[comp.parallel] Help! Connection Machine reference

raja@frith.egr.msu.edu (Narayan S Raja) (06/24/89)

I would appreciate reference(s) you may
be aware of about ANY IMPLEMENTATION on the
Connection Machine (CM-1 or 2).  I am particularly
interested in papers which discuss the pros
and cons and software/architectural problems
and issues encountered during the implementation,
and actual speedups achieved over a sequential
version.  In particular I remember a paper I
saw some months ago about an implementation
on CM (I think it was logic simulation) of
"relaxation methods" with actual timings.
Unfortunately I don't have the authors
or Proceedings to track it down.  Could anyone
(possibly Eugene Miya) help?

Narayan Sriranga Raja.

landman@Sun.COM (Howard A. Landman) (07/06/89)

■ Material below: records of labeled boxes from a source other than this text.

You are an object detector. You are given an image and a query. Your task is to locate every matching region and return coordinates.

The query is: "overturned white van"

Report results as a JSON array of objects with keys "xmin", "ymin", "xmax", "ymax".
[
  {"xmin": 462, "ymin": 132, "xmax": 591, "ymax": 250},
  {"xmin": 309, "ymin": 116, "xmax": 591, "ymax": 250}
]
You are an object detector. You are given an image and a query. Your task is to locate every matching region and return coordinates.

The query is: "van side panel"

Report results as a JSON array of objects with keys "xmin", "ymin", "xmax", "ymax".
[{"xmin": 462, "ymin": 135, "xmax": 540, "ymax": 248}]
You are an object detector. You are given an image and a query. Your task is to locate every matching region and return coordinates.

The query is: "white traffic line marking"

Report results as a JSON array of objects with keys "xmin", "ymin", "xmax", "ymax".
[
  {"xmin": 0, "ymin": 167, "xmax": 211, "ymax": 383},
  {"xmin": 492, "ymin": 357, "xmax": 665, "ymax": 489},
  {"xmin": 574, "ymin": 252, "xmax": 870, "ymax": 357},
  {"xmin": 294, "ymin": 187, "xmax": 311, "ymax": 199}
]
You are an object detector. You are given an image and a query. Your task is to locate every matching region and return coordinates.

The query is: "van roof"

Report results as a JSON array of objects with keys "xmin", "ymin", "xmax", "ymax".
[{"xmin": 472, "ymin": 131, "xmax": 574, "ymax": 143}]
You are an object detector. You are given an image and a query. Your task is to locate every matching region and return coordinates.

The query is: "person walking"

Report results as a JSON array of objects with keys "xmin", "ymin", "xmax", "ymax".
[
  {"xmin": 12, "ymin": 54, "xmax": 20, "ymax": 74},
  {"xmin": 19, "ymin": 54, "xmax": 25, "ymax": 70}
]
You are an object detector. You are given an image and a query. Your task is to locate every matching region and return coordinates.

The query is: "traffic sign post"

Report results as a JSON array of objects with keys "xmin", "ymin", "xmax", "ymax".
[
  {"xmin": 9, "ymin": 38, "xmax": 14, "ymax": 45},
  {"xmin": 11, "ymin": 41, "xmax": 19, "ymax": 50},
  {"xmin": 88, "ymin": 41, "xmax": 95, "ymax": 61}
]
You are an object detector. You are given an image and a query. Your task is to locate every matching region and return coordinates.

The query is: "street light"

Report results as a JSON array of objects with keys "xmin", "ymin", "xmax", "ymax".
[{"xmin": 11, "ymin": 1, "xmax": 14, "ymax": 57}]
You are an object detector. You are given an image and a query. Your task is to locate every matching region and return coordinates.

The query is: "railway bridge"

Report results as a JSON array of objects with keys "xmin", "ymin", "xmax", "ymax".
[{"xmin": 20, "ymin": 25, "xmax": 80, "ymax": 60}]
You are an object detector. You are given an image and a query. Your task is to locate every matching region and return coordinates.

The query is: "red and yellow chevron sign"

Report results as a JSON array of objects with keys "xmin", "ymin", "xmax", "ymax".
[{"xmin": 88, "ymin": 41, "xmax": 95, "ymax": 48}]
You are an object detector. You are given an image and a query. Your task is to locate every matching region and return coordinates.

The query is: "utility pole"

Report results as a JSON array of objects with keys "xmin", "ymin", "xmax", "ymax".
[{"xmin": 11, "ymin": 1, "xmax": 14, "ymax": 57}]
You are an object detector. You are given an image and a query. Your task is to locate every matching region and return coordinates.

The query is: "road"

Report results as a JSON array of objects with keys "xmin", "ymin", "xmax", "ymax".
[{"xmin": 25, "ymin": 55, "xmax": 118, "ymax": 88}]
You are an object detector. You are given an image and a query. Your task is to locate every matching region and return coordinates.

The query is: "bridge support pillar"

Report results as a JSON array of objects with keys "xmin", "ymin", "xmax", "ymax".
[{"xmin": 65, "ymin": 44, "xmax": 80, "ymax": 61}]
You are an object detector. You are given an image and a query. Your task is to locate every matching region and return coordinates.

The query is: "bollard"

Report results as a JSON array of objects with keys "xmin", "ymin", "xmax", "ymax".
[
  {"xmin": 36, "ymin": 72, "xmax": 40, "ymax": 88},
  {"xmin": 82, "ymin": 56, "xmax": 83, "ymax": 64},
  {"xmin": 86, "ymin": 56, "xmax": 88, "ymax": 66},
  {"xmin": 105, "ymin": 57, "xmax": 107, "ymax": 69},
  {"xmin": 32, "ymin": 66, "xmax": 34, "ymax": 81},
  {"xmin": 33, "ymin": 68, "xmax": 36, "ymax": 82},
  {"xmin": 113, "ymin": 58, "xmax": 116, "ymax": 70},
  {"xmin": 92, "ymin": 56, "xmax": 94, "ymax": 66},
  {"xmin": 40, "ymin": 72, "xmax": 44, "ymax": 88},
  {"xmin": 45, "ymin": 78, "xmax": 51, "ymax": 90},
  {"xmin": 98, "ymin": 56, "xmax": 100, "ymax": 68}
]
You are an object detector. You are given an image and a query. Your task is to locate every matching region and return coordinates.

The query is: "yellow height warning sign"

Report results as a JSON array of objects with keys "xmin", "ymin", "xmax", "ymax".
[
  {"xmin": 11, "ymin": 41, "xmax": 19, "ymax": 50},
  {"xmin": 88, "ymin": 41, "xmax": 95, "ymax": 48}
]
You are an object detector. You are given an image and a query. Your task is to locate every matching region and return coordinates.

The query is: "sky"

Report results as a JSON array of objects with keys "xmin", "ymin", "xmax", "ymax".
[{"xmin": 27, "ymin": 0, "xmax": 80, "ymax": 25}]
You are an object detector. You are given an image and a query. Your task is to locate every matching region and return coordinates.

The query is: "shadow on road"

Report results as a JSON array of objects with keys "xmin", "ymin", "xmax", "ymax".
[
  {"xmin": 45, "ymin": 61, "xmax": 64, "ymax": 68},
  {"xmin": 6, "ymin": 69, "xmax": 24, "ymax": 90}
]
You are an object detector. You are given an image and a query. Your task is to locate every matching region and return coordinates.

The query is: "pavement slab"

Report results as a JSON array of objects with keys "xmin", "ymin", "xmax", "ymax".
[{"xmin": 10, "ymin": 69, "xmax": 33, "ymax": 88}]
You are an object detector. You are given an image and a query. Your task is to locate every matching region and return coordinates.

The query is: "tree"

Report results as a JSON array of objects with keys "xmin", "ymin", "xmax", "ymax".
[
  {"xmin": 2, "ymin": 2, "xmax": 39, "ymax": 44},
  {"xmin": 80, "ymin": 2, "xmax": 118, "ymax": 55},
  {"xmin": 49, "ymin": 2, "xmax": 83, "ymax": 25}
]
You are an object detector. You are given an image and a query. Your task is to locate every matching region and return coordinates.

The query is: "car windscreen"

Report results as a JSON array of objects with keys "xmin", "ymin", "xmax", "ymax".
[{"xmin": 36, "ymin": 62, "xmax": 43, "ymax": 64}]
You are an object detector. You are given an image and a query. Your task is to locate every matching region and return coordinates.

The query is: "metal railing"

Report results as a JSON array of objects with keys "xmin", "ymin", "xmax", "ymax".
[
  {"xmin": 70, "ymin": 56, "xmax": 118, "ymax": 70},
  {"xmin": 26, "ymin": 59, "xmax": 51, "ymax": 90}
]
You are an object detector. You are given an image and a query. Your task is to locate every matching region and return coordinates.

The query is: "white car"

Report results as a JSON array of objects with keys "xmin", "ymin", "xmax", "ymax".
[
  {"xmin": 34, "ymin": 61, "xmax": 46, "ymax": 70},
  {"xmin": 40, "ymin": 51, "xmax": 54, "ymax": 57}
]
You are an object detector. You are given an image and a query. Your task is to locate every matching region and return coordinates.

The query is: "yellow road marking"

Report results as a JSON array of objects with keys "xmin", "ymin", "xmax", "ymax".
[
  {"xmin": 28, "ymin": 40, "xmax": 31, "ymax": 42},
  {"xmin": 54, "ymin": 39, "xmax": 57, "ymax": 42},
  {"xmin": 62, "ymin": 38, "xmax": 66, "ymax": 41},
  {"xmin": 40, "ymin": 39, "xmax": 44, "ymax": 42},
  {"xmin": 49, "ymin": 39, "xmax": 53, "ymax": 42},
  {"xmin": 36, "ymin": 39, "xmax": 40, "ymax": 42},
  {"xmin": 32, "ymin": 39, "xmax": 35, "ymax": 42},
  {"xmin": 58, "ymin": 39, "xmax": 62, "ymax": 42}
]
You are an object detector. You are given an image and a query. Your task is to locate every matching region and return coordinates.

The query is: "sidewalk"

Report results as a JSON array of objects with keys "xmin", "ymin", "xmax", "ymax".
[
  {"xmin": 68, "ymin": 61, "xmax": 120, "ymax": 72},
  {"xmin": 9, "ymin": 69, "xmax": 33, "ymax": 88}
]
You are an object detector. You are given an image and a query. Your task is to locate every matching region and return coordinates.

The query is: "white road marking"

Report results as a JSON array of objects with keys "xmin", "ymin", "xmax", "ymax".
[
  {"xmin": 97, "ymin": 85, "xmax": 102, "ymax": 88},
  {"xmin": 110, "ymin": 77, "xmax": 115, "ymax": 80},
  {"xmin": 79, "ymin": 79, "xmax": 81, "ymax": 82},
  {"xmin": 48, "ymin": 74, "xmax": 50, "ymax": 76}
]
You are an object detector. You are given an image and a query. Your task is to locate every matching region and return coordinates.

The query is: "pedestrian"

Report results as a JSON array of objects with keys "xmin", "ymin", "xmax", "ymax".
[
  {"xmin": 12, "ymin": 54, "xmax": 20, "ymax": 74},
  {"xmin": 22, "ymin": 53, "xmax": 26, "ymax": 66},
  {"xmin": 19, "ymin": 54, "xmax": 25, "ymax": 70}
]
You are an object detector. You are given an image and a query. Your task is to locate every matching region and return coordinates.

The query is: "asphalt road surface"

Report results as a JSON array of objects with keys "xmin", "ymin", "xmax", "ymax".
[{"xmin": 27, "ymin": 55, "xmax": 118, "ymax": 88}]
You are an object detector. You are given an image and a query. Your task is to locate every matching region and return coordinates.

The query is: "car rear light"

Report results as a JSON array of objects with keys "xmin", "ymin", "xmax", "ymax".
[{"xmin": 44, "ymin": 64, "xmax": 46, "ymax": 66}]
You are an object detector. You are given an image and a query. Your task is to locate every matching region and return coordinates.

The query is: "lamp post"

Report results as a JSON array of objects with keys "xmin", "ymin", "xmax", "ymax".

In article <5839@hubcap.clemson.edu> raja@frith.egr.msu.edu (Narayan S Raja) writes:
>I would appreciate reference(s) you may
>be aware of about ANY IMPLEMENTATION on the
>Connection Machine (CM-1 or 2).  I am particularly
>interested in papers which discuss the pros
>and cons and software/architectural problems
>and issues encountered during the implementation,
>and actual speedups achieved over a sequential
>version.

I can give you a quick summary of what I've learned so far from porting
my cellular-automaton Go program to the CM-2.

The original program was written in C, so I chose C* for the CM language.
There are some interesting consequences of that.  First, large chunks of
the code needed no, or minor, rewriting in order to merely function correctly.
Unfortunately, the single CM processors did not have enough memory to
implement my core algorithm on a single processor, so I decided to change
the CA core to use one processor per cell.  This is really the "natural"
embedding of a 2D grid CA into the CM.

When I did that, the nicest thing that happened was that some operations
which I previously implemented with procedures became simple logical
operations on (poly) variables.  But some not so nice things happened as
well.  For one thing, even though the CM is bit-addressible, C* assumes
that the machine is byte-addressible, in the sense that it is not possible
to declare a 1-bit or a 19-bit variable.  You only get the standard C types
like char, short, int & long.  So I use 8 bits (a char) where 1 bit would do.
Also, some features of C* do not work - a simple switch statement caused the
"cs" compiler to segmentation fault.  In a sense I think C* is a second-class
citizen on the CM.  There are several types of CM operations which are
impossible to generate from pure C* code.  I don't think this is true with
StarLisp.  In Hillis' book "The Connection Machine" he defines the CM as
a machine designed to run CM-Lisp; but a machine designed to run C* would
look somewhat different (e.g. it would be byte addressible).  C* is a kind
of compromise between compatibility with C and the CM architecture.  The
language design is very clean and the compatibility with standard C is great,
but some of the power of the CM is not expressed in the language.

Also, although I was doing largely N-E-W-S communication, for various
reasons I chose not to use the built-in grid communication package.  For
one thing it is not entirely natural to C*, but is embodied in a function
library.  Another reason had to do with the exact size and layout of my CAs.
In retrospect this was probably a mistake.  The general communication
mechanism is very flexible, but also very slow compared to the grid-based one.
However, not all the communication overhead is due to the CA operations;
For example, even a seemingly innocuous if-then-else can apparently trigger
global-OR computation.

I'm going to give a performance measure now, but I first want to qualify it
in several ways.  First, I'm comparing just-barely-working and completely
unoptimized and not-using-the-grid and using-8-bits-for-1 C* code on a CM to
*highly* optimized and word-parallel and loop-unrolled C code on a Sun 4.
Second, I don't think this has any implications for the CM using CM-Lisp
or StarLisp or Fortran 8X, since they behave very differently.  Third,
taking performance measurements on a CM is tricky and I'm not extremely
confident of the numbers.  Fourth, one data point is not enough to draw
any meaningful conclusions.  Given the above caveats: I am currently seeing
about 3 times the performance of a 10 MIP Sun 4 when I use 16K CM processors
configured as 128K virtual processors.  This represents only about 2% of the
theoretical power of those processors.  I believe I will be able to improve
this substantially as I understand the performance issues better and change
my coding style.  Almost all the time seems to be spent in the communications.

One last comment - the "cs" C* compiler is pretty slow, about an order of
magnitude slower than "cc" on the intermediate C code.  "Make" and a
measure of patience are necessary to use it well.  It helps if you keep your
source files small, both for compile speed, and because (on a VAX, but not
a Sun, host) I have sometimes overrun compiler limits with my largest file.

I would like to conclude by thanking both Thinking Machines Corp. and the
Argonne National Labs Advanced Computing Research Facility for generously
allowing me to use their facilities for these continuing investigations.
I hope to have more interesting things to report soon, like how strong a
massively parallel Go program can be!

	Howard A. Landman
	landman@sun.com